You must load every model in the controller class by variable $uses, for example:

您必须通过变量加载控制器类中的每个模型$uses，例如：

var $uses = array('Project');

or in action use method

或在行动中使用方法

$this->loadModel('Project');

In my opinion the proper way to do this is add a function to your current model which instantiates the other model and returns the needed data.

在我看来，正确的方法是向当前模型添加一个函数，该函数实例化另一个模型并返回所需的数据。

Here's an example which returns data from the Project model in a model called Example and calls the data in the Example controller:

这是一个示例，它从名为 Example 的模型中的 Project 模型返回数据并调用 Example 控制器中的数据：

Using Project Model inside Example Model:

在示例模型中使用项目模型：

<?php
/* Example Model */
App::uses('Project', 'Model');
class Example extends AppModel {

    public function allProjects() {
        $projectModel = new Project();
        $projects = $projectModel->find('all');
        return $projects;
    }

}

Returning that data in Example Controller

在示例控制器中返回该数据

// once inside your correct view function just do:
$projects = $this->Example->allProjects();
$this->set('projects', $projects);

In the Example view

在示例视图中

<?php
// Now assuming you're in the .ctp template associated with
// your view function which used: $projects = $this->Example->allProjects();
// you should be able to access the var: $projects
// For example:
print_r($projects['Project']);

Why is this "better" practice than loading both models into your controller? Well, the Project model is inherited by the Example model, so Project data now becomes part of the Example model scope. (What this means on the database side of things is the 2 tables are joined using SQL JOINclauses).

为什么这种“更好”的做法比将两个模型加载到您的控制器中要好？好吧，Project 模型由 Example 模型继承，因此 Project 数据现在成为 Example 模型范围的一部分。（这在数据库方面意味着两个表是使用 SQLJOIN子句连接的）。

Or as the manual says:

或者如手册所说：

One of the most powerful features of CakePHP is the ability to link relational mapping provided by the model. In CakePHP, the links between models are handled through associations. Defining relations between different objects in your application should be a natural process. For example: in a recipe database, a recipe may have many reviews, reviews have a single author, and authors may have many recipes. Defining the way these relations work allows you to access your data in an intuitive and powerful way. (source)

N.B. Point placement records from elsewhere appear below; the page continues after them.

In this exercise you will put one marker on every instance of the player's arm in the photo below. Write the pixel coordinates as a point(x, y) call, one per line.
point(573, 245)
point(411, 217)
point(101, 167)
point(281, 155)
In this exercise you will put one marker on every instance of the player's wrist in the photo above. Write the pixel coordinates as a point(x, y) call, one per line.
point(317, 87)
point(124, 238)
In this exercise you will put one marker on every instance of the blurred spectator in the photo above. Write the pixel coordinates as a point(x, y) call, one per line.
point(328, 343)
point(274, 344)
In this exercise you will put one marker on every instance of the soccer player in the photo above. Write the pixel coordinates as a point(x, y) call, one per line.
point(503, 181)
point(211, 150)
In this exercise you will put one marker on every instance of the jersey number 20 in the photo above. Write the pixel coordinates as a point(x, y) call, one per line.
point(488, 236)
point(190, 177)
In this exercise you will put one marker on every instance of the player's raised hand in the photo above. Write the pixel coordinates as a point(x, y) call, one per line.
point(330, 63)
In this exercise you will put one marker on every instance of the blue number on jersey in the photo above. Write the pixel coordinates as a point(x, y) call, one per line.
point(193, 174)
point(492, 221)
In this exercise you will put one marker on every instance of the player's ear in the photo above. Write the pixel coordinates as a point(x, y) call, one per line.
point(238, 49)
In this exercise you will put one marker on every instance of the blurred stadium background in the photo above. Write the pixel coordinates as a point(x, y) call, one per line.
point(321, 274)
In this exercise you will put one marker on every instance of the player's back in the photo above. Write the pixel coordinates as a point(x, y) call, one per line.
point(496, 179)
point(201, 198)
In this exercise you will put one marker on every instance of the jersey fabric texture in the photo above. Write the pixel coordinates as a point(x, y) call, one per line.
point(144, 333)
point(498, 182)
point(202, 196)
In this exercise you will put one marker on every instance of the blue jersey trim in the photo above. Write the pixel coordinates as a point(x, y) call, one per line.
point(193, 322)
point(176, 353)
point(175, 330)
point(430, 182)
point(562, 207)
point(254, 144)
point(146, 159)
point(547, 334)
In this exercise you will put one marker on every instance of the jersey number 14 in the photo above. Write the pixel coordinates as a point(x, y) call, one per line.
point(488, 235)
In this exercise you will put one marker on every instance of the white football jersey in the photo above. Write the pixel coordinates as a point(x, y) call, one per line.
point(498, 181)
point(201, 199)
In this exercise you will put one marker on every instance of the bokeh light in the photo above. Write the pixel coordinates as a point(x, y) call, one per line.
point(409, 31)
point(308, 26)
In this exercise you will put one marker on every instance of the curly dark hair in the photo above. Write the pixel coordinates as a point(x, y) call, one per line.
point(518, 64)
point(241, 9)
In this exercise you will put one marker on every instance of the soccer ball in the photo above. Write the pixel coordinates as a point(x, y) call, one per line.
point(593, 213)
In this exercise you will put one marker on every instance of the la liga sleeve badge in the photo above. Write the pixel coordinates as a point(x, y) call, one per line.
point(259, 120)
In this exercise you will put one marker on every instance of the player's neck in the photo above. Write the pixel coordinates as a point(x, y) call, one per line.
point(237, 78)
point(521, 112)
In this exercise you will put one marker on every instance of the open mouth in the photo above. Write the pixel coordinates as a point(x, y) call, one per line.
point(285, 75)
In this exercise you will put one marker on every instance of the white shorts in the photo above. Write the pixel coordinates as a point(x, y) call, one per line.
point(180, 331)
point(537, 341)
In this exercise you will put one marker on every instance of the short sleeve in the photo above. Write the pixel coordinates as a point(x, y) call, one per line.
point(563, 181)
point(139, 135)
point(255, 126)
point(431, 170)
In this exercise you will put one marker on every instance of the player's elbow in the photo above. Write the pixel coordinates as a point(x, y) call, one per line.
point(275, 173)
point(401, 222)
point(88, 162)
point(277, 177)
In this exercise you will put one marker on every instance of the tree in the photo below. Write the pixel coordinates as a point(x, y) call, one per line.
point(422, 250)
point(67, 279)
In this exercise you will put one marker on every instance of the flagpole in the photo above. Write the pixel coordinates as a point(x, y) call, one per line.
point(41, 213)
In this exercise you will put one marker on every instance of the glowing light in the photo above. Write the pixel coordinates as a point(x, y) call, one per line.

CakePHP 最强大的特性之一是能够链接模型提供的关系映射。在 CakePHP 中，模型之间的链接是通过关联处理的。定义应用程序中不同对象之间的关系应该是一个自然的过程。例如：在一个菜谱数据库中，一个菜谱可能有很多评论，评论只有一个作者，作者可能有很多菜谱。定义这些关系的工作方式可以让您以一种直观而强大的方式访问您的数据。（来源）

For me it's more reasonable to use requestAction. This way the logic is wrapped in the controller.

对我来说使用 requestAction 更合理。通过这种方式，逻辑被包装在控制器中。

In example:

例如：

//in your controller Projects:

//在您的控制器项目中：

class ProjectsController extends AppController {
  function dashboard(){
    $this->set('projects', $this->Project->find('all'));
  }
  $this->render('dashboard');
}

Bear in mind that you need to create dashboard.ctp in /app/views/projects of course.

请记住，您当然需要在 /app/views/projects 中创建dashboard.ctp。

In the Page's dashboard view (probably /app/views/pages/dashboard.ctp) add:

在页面的仪表板视图（可能是 /app/views/pages/dashboard.ctp）中添加：

echo $this->requestAction(array('controller'=>'projects', 'action'=>'dashboard'));

This way the logic will remain in the project's controller. Of course you can request /projects/index, but the handling of the pagination will be more complicated.

这样，逻辑将保留在项目的控制器中。当然可以请求/projects/index，但是分页的处理会比较复杂。

more about requestAction(). but bear in mind that you need to use it carefully. It could slow down your application.

更多关于requestAction()。但请记住，您需要谨慎使用它。它可能会减慢您的应用程序。